The norms involved nurturing of groups and operating for about six to eight months before they really got linked to the bank.

While addressing the special session, Yunus said that there is a need for a separate stock market for socially-oriented companies. These exchanges should primarily list companies which would be doing social work.

Here investors can invest money in the company which is involved with the kind of social work the investor wants to do and put money into, the economist explained. Though it is a free market time, there is need for businesses to do good to people, Yunus stressed.

Another suggestion that the prize-winning economist came up with was that there should be a social MBA course for people who can be hired by companies which are not interested in making money but reaching social goals. Going a step further to promote the cause of social enterprises, he also said that authorities should try and set up the social business funds to help create more social business enterprise.

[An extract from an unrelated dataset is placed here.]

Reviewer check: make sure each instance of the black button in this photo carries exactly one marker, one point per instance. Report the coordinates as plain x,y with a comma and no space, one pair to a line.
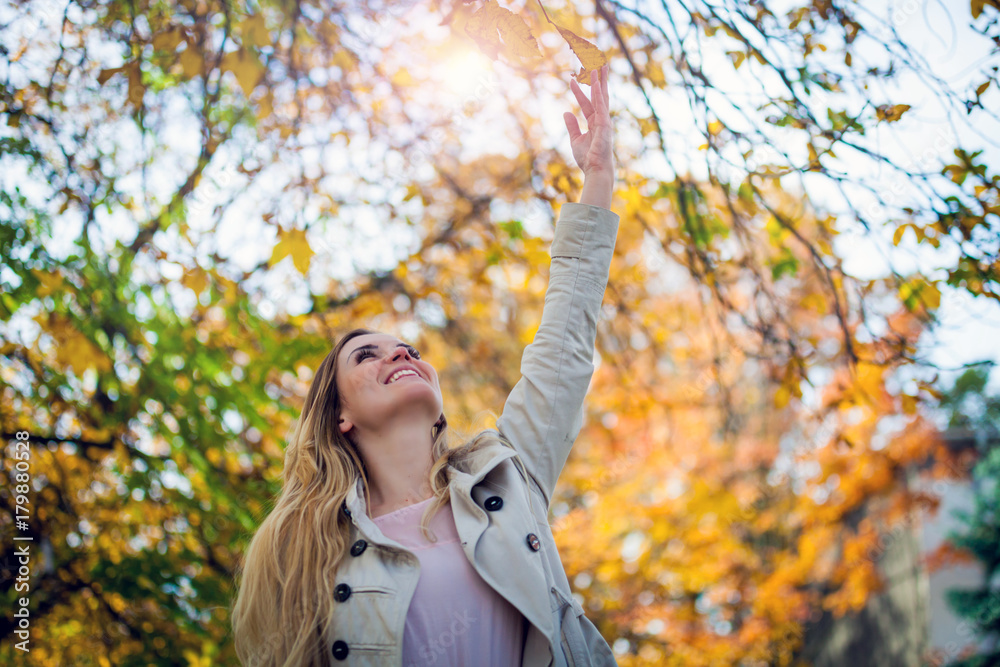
358,548
340,649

Underlining the importance of the micro-finance movement in addressing the issue of financial inclusion, Yunus said that he was in touch with policy makers to create a micro-credit bank law and to make microcredit mainstream financial institutions legalised, which is presently an NGO activity. “Legal framework is important to mobilise deposits for micro-credit,” Yunus said.

The economist reiterated that credit should be exercised as a human right. Though micro-credit has been slow to pick up in India, poverty should become a thing of the past and be kept in museums.

“We should be creating our own museums” by eradicating poverty wholly and completely, he said.